Martello concorda que o crédito deva ser utilizado somente em situações que a pessoa considere emergência, e aponta duas situações em que pegar o consignado do Auxílio Brasil pode valer a pena.
“A primeira, se for realmente para eliminar dívidas mais caras. ‘Estou num empréstimo pagando taxas de juros maior do que essa’. A segunda: uma urgência médica, de saúde, a pessoa precisa de um remédio, fazer um exame”, diz ele, enfatizando que não é recomendado pegar crédito para consumo.
Outra dica do especialista é focar em um acordo que resulte na menor parcela possível, mesmo que isso acabe prolongando a dívida. Ele ressalta que essa não é a recomendação que se costuma fazer para tomada de empréstimo, mas, no caso do público do Auxílio Brasil, em situação de maior vulnerabilidade financeira, é preciso atenção para comprometer menos as contas do dia a dia.
“As pessoas quando pegam crédito podem ter esse anseio de se ver livre o mais rápido possível. Mas, quando ela faz isso, infelizmente a parcela acabava ficando um desafio muito maior do que ela podia arcar, machuca muito o orçamento.”
Onde pedir esse empréstimo?
Existem 14 instituições financeiras habilitadas junto ao Ministério da Cidadania, entre elas a Caixa Econômica Federal, que oferece juros de 3,45% ao mês para essa linha de crédito. Já entre as instituições privadas que optaram por oferecer o produto está a Zema Financeira, com juros de até 3,5% ao mês.
Entre os demais bancos e instituições, no entanto, mesmo empresas habilitadas não estão oferecendo o consignado do Auxílio. O Banco Safra, por exemplo, disse que, “embora autorizado, não está operando essa linha”.
O banco Daycoval informou ao InvestNews que “decidiu por não iniciar prontamente a operação de crédito do Auxílio Brasil” porque “a ativação do produto exige a realização de ajustes sistêmicos não previstos”.
O Agibank também se habilitou e diz que ainda não há um prazo para conformar se irá disponibilizar o produto. “Ainda estamos avaliando os impactos da instrução normativa, verificando se atende aos critérios e políticas do Agibank e, principalmente, se conseguimos gerar uma proposta de valor aos nossos clientes.”
Já o Banco Pan recebeu propostas e fez aprovações de concessão desse tipo de crédito até o dia 10 de outubro. “Por ora, o banco não receberá novas propostas”, informou a empresa à reportagem no dia 24 do mesmo mês.

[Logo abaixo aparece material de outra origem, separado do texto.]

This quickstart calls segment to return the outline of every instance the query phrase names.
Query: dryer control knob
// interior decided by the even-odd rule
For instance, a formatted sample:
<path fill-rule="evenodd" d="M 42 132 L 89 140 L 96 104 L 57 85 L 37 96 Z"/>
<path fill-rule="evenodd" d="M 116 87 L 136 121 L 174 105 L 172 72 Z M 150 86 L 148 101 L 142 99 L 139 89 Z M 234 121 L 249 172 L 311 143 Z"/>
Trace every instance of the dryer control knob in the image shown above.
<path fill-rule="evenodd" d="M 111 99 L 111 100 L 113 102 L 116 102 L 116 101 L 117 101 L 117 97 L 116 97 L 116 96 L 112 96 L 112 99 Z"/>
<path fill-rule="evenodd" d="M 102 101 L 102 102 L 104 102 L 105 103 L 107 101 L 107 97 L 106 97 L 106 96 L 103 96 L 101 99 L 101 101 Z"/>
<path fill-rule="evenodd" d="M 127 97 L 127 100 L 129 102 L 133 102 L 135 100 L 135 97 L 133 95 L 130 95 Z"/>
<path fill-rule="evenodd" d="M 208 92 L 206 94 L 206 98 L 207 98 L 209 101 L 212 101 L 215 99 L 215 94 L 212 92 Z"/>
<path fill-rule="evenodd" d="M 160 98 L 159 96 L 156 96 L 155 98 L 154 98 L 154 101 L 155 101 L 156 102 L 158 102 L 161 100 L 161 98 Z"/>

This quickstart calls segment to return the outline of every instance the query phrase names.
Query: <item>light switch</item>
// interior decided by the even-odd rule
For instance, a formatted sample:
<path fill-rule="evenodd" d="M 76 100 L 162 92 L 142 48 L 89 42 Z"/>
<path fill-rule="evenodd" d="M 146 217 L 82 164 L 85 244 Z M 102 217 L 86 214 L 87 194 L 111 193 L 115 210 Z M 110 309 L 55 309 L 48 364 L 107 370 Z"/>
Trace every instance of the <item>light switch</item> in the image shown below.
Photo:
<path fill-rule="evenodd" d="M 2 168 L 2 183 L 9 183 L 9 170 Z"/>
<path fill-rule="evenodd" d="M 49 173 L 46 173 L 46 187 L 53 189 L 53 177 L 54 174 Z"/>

50% ao ano: por que juros tão altos?
A taxa do consignado do Auxílio Brasil foi alvo de críticas de alguns especialistas por ter juros tão elevados. Isso porque o pagamento das parcelas é descontado do próprio benefício – o que deveria dar alguma segurança às instituições financeiras. Se o risco de calote é menor, os juros também deveriam ser.
“Quando eu levo em consideração uma taxa de juros básica (Selic) hoje que está em torno de 13,75% ao ano, e eu estou cobrando para pessoas de baixíssima renda 51,11%, estou tendo um spread muito grande por trás“, opina Santos, em referência à diferença de quanto os bancos pagam para tomar dinheiro emprestado e quanto cobram para emprestar.
“Como é um benefício e consequentemente é descontado direto na fonte pagadora, por esse aspecto deveria ter uma taxa de juros muito mais condizente, quase simbólica”, continua o especialista. “As instituições não são filantrópicas, mas a taxa de juros deveria ser muito mais baixa porque o risco é menor.”
No entanto, também existem alguns fatores que acabam puxando a taxa para cima, segundo Martello. “A imprevisibilidade de não pagamento é pequena porque é um desconto prévio de benefício. Mas, além da possibilidade de a pessoa sair do programa, existe uma descrença sobre se o governo vai ter caixa para pagar tudo isso.”
“E existe uma imprevisibilidade jurídica em cima disso. E se essa pessoa for à Justiça e reclamar? O juiz pode interpretar que há um abuso de taxa de juros, até enquadrar na lei de superendividamento. Pode renegociar, postergar pagamento etc”, continua Martello.